3)The multiplicity of $i$ is $1$. Thus $a=i$ and $k=1$
4)Compute $\frac{1}{(1-1)!}\cdot \frac{d^0[(x-i)/(x^2+1)]}{dx^0}$ thus $\frac{1}{x+i}\big|_{x=i}=\frac{1}{2i}$
5)There is only one value so the total sum is just $1/2i$
6)Multiply by $2\pi i$ to get $2\pi i (1/2i) = \pi$.
7)The value of the integral is $\pi$.

A real timesaver

Suppose $f(x)$ has zeros of multiplicity $1$. Then doing the ugly step in #4 is really easy because you are computing the $0$-th derivative (which is just doing the derivative 0 times, i.e. not doing anything). Let $a_1,a_2,...,a_n$ be its complex zeros. Since $f(x)\in \mathbb{R}[x]$ it means the complex values occur in complex conjugates pairs. Thus, half of these zeros are in the upper plane and half of these zeros are in the lower plane...

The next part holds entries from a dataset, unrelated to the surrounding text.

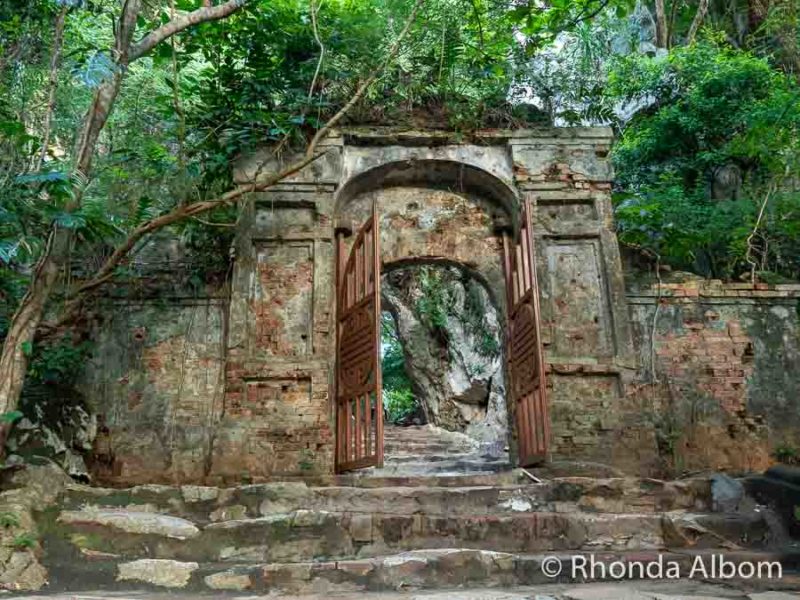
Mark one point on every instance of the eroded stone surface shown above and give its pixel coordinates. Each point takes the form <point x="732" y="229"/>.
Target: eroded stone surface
<point x="160" y="572"/>
<point x="130" y="521"/>
<point x="228" y="580"/>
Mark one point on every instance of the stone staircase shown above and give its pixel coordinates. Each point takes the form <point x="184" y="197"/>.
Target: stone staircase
<point x="429" y="450"/>
<point x="380" y="532"/>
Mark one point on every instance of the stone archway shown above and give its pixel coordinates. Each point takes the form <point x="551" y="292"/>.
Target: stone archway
<point x="449" y="217"/>
<point x="451" y="332"/>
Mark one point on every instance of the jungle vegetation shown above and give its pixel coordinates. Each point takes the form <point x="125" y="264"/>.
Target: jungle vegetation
<point x="120" y="119"/>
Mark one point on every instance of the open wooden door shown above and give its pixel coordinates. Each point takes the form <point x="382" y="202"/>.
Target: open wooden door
<point x="525" y="356"/>
<point x="359" y="406"/>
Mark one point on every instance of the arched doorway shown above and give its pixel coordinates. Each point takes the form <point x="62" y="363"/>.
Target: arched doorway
<point x="435" y="212"/>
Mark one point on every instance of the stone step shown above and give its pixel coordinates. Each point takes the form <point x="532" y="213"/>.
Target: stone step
<point x="203" y="505"/>
<point x="304" y="535"/>
<point x="418" y="466"/>
<point x="445" y="568"/>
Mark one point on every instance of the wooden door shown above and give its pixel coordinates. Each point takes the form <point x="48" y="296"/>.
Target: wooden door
<point x="359" y="406"/>
<point x="528" y="393"/>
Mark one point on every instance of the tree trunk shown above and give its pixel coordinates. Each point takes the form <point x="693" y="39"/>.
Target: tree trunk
<point x="697" y="21"/>
<point x="28" y="316"/>
<point x="19" y="340"/>
<point x="22" y="328"/>
<point x="661" y="24"/>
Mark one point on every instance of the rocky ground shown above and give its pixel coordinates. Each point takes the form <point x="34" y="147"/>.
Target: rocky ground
<point x="676" y="590"/>
<point x="458" y="525"/>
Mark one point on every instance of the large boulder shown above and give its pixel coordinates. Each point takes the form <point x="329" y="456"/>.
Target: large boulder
<point x="452" y="341"/>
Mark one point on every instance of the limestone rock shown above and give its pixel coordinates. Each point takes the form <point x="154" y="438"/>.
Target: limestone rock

SORRY, I have to stop now. I will try to complete this post.

Have fun!

2. Originally Posted by ThePerfectHacker
A real timesaver

Suppose $f(x)$ has zeros of multiplicity $1$. Then doing the ugly step in #4 is really easy because you are computing the $0$-th derivative (which is just doing the derivative 0 times, i.e. not doing anything). Let $a_1,a_2,...,a_n$ be its complex zeros. Since $f(x)\in \mathbb{R}[x]$ it means the complex values occur in complex conjugates pairs. Thus, half of these zeros are in the upper plane and half of these zeros are in the lower plane...
Let me resume with this. Let $f(x)$ be at least a degree two polynomial with zeros of multiplicity 1 having no real zeros. Thus, it has to be a degree even polynomial because odd degree polynomials have real zeros. Let $a_1,a_2,...,a_n,a_{n+1},...,a_{2n}$ be its complex zeros. Since they occur in conjugate pairs half of them are in the upper plane and half of them in the lower plane. Rename these zeros so that $a_1,a_2,...,a_n$ are in the upper plane. Now the polynomial can be written as $f(x) = a(x-a_1)...(x-a_{2n})$. By step #4 in the above post we have $k=1$ so we need to compute $\frac{(x-a_j)}{f(x)}$ and evaluate that expression (after it is simplified) at $a_j$ for $1\leq j \leq n$. Thus, we need to find, $\frac{1}{a(a_j-a_1)...(a_j - a_{j-1})(a_j-a_{j+1})...(a_j-a_n)}$. That can seem like it is hard to compute but note that $a(a_j-a_1)...(a_j - a_{j-1})(a_j-a_{j+1})...(a_j-a_n) = af'(a_j)$ by applying the generalized product rule. Thus, the value for $a_j$ in step #4 is $1/f'(a_j)$. Thus, by step #5 the total sum is $1/f'(a_1)+...+1/f'(a_n)$.
And we therefore have that: $\boxed{ \int_{-\infty}^{\infty} \frac{dx}{f(x)} = 2\pi i \sum_{k=1}^n \frac{1}{f'(a_k)} }$.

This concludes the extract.